Example, a balanced house with the NPP right in the middle. Let's assume a cold day with +4pa at the top and -4pa at the bottom. That's a total of 8pa of stack pressure from the earlier equations. If we open an upstairs window as you state, air will escape and the pressure inside the whole house will go down, let's say 2pa. That would give us a +2pa at the top and -6pa at the bottom, so we will have retained our total 8pa of stack pressure, but the NPP will have moved closer to the top, where we opened that window.
Ted, thanks for the dialogue
I think that opening a window upstairs may or may not cause the basement to go more negative.

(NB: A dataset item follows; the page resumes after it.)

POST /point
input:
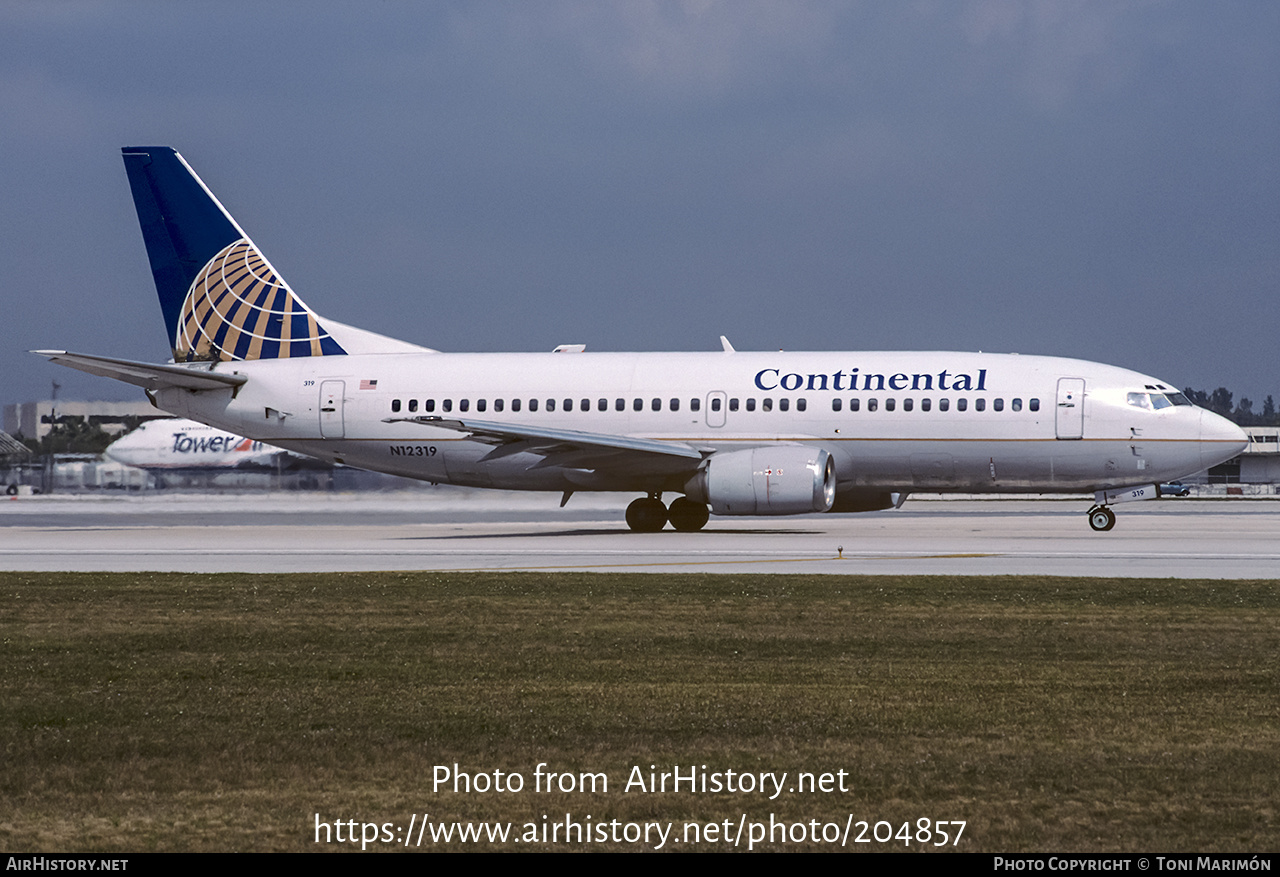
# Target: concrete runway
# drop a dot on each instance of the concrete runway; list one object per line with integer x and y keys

It depends on the season and where the NPP was before the window was opened.
In some homes the NPP can be above the 2nd floor ceiling during the heating season.
I don't have a quick explanation for your other question....
I will work on something...meanwhile
Have you had a look at John Straube's BSD-104?
maybe his illustrations will help
Comparing the standard flow diagrams for a home to one of using a windproof layer of insulation board on the outside and having the space between studs & joists part of the airflow path.
A use for the idea was with a solar gain wall, but you can heat/cool the air other ways. Then, adding thermal-mass using pvc pipes in the open space now without insulation in the flow path to have the heat-cool last over a day-night, this reduces energy to maintain comfort zone for any system.
If you review the standard flow with this in mind, infiltration to open windows & doors & all, the floors are connected to ceiling vents, that is either down the wall or up into the roof close below the weather-proof top with a return to the wall and floor loop.
This really changes the overall flow path and thermal opportunities so adding the thought to this example, which is a huge volume so interested in that effect and what flow would be.
John, since we are having fun with Neutral Pressure Planes I'll ask this question here.
I was following a link on Allison Bailes' blog: http://homeenergypros.lbl.gov/profiles/blogs/a-home-energy-rater-or... lots of great links there. But I went to this one: http://www.energyvanguard.com/blog-building-science-HERS-BPI/bid/42...
This is a guest post by Paul Raymer. There is a ventilation chart and a quick example below it that states a 60cfm fan would be appropriate for their sample home, either intake, exhaust, or a balanced solution like a HRV. My question is, if 60cfm is correct for an intake or exhaust remedy, would the balanced solution need to be 60cfm or only 30cfm?
The nature of the NPP is that it will adjust and reduce a 60cfm exhaust to only 30cfm. Or it will do the same to a 60cfm intake. But a balanced solution doesn't shift the NPP, so a 60cfm HRV would result is an actual 60cfm flow rate.